The Colloquium on Digital Transformation is a series of weekly online talks on how artificial intelligence, machine learning, and big data can lead to scientific breakthroughs with large-scale societal benefit. The spring 2021 series focuses largely on COVID-19 mitigation research.
See details of upcoming talks here and note we have the same Zoom Webinar registration link for all forthcoming talks
Recent Advances in Analysis of Implicit Bias of Gradient Descent on Deep Networks
April 8, 3 pm CST Matus Telgarsky, Assistant Professor of Computer Science University of Illinois at Urbana-Champaign
ABSTRACT: The purpose of this talk is to highlight three recent directions in the study of implicit bias, a promising approach to developing a tight generalization theory for deep networks interwoven with optimization. The first direction is a warm-up with purely linear predictors: here, the implicit bias perspective gives the fastest known hard-margin SVM solver! The second direction is on the early training phase with shallow networks: here, implicit bias leads to good training and testing error, with not just narrow networks but also arbitrarily large ones.

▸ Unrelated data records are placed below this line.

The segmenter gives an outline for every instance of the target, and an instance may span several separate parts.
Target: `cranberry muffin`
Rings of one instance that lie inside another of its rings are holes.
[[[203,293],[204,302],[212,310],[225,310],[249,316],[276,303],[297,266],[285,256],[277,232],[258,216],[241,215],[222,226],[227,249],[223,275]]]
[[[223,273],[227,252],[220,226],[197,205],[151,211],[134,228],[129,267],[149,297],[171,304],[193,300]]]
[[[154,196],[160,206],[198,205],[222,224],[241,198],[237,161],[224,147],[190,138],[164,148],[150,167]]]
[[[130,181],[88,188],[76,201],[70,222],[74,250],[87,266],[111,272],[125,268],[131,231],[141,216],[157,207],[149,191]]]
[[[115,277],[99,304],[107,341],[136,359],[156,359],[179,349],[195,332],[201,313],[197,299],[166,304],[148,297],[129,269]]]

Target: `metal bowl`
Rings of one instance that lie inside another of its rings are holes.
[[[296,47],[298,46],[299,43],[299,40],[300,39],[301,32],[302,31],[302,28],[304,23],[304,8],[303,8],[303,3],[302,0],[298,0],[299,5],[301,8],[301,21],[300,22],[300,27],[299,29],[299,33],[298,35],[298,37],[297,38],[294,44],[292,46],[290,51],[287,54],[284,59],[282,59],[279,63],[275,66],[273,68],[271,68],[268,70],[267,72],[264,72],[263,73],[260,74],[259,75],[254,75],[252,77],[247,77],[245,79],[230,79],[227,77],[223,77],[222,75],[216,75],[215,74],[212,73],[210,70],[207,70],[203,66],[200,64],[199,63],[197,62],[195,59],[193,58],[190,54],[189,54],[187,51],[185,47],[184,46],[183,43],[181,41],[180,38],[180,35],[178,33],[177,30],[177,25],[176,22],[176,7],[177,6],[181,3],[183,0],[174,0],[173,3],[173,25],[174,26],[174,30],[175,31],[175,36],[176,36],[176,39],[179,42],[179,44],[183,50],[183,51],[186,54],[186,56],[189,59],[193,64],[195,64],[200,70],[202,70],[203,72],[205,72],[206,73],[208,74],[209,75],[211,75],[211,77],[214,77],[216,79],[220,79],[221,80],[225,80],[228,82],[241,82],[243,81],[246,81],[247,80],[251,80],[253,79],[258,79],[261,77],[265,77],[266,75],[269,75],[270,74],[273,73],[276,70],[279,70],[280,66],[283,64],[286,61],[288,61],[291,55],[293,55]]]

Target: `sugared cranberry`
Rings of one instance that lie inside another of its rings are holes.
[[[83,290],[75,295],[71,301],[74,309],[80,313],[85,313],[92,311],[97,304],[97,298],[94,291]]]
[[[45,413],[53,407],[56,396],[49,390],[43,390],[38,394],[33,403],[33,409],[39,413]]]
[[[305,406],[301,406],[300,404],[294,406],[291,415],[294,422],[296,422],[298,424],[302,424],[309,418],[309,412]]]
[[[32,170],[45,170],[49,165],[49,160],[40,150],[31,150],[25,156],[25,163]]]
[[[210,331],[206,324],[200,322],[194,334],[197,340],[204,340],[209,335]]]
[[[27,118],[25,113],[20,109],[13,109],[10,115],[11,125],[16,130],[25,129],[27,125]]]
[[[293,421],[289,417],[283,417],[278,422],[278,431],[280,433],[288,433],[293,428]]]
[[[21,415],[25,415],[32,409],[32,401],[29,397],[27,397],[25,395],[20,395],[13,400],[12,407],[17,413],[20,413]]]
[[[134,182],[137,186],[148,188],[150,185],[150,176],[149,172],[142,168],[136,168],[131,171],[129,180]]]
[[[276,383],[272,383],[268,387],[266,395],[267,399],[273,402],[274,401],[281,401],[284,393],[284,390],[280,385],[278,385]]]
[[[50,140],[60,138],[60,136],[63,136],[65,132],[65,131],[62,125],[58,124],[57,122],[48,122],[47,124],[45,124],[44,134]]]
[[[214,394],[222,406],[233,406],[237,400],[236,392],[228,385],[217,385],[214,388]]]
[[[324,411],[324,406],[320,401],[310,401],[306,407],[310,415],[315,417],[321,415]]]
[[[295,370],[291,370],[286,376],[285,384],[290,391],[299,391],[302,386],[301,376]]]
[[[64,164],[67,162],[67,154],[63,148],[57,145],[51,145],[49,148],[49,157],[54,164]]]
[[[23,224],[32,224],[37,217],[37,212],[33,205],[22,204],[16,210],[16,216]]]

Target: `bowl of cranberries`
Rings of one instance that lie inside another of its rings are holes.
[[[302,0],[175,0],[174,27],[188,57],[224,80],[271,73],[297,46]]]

The talk concludes with deep networks, providing a variety of structural lemmas that capture foundational aspects of how weights evolve for any width and sufficiently large amounts of training. This is joint work with Ziwei Ji. Matus Telgarsky is an Assistant Professor of Computer Science at the University of Illinois at Urbana-Champaign, specializing in deep learning theory. He received a PhD at the University of California, San Diego under Sanjoy Dasgupta. He co-founded the Midwest ML Symposium in 2017 with Po-Ling Loh and organized a Simons Institute summer 2019 program on deep learning with Samy Bengio, Aleskander Madry, and Elchanan Mossel. He received an NSF CAREER Award in 2018.